Vale que apenas serán 6 días y que tampoco es que vaya a realizar el viaje de mi vida, pero sí, me voy, puedo decirlo, esos días van a ser al 100% para mí y para mi familia, sin más. Llevamos 6 años sin poder disfrutar de más de dos días seguidos de vacaciones y este año lo hemos pensado y es que no puede ser, han sido demasiados meses sumando estrés, trabajo, preocupaciones, rutinas interminables… Necesitamos unos días para nosotros, porque también los merecemos, y en pocos días allí que nos vamos.

¿Y sabéis qué? Así como muchos de mis clientes cuando se enteran me aplauden por la decisión, otros tantos ya me están poniendo pegas por cerrar esos días ‘porque yo te entiendo, pero entiéndeme a mí también, me haces la putada…’. Me voy con un sentimiento agridulce de que a lo mejor a mi vuelta hay clientes que ya no quieren saber nada de mí, o quizás solo lo pienso yo así y no es para tanto. No sé pero ya he escuchado tantas cosas estos días cuando aviso de que no estaré durante esa semana que miedo me da.

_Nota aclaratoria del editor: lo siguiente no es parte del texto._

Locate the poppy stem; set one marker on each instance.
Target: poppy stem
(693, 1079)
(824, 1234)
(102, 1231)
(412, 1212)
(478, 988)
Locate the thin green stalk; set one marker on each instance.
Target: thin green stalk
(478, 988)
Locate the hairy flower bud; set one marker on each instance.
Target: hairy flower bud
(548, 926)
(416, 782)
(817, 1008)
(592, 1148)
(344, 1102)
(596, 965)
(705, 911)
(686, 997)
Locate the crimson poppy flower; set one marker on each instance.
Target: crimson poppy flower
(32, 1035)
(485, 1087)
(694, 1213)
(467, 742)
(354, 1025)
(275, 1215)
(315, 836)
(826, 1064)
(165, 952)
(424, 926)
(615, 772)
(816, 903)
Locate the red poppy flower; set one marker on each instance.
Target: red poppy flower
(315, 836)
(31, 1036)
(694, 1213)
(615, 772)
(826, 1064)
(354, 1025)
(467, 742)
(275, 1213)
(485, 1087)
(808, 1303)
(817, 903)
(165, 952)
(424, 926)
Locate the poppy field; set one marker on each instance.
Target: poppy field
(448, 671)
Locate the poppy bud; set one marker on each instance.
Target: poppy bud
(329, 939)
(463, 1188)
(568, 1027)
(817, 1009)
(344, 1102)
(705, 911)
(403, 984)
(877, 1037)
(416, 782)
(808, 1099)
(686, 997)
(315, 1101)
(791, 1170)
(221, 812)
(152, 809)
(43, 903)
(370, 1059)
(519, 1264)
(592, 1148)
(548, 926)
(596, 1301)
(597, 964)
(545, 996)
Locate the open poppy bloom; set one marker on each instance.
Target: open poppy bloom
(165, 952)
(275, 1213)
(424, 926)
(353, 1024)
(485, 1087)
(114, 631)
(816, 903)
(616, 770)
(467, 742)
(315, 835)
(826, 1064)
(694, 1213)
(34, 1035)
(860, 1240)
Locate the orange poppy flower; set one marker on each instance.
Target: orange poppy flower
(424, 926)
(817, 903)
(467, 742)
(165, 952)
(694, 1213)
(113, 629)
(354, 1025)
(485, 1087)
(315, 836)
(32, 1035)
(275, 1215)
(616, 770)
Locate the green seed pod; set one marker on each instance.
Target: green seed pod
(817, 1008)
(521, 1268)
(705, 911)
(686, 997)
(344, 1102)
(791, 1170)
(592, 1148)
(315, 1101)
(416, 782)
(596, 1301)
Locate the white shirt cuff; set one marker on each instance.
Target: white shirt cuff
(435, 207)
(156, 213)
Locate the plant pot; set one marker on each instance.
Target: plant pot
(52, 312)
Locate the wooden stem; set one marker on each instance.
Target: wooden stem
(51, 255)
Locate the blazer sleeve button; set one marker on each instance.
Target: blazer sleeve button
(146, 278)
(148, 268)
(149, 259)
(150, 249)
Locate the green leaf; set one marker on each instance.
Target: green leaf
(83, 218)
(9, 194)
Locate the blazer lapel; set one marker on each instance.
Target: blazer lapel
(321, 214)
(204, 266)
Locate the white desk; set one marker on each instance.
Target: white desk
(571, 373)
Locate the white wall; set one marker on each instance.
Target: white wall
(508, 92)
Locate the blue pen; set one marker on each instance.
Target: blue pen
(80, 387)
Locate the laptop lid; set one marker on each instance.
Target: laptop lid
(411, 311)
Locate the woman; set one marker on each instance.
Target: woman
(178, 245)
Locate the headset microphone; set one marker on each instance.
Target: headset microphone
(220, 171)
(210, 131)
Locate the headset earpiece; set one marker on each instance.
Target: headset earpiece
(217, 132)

La gente es que es bastante cínica con estas cosas, porque aquí todos dicen que obviamente merezco descansar pero como durante esos días les trastoque a ellos sus planes o su trabajo ya no se cortan un pelo para decirme que ya podía haber elegido otra temporada para irme. Nunca llueve a gusto de todos, pero yo tampoco me quejo cuando me paso todo agosto trabajando pendiente de mil cosas que se retrasan porque fulanito o menganito están de vacaciones. Hay que tener algo más de empatía.
A mí me ha costado 6 años darme cuenta de que a pesar de tener mi propio negocio merezco al menos una semana de desconexión, lo mínimo por parte de los demás es que lo entiendan y simplemente asientan y nos deseen unas vacaciones excelentes para así a la vuelta volver a retomar el trabajo con ganas y con fuerza.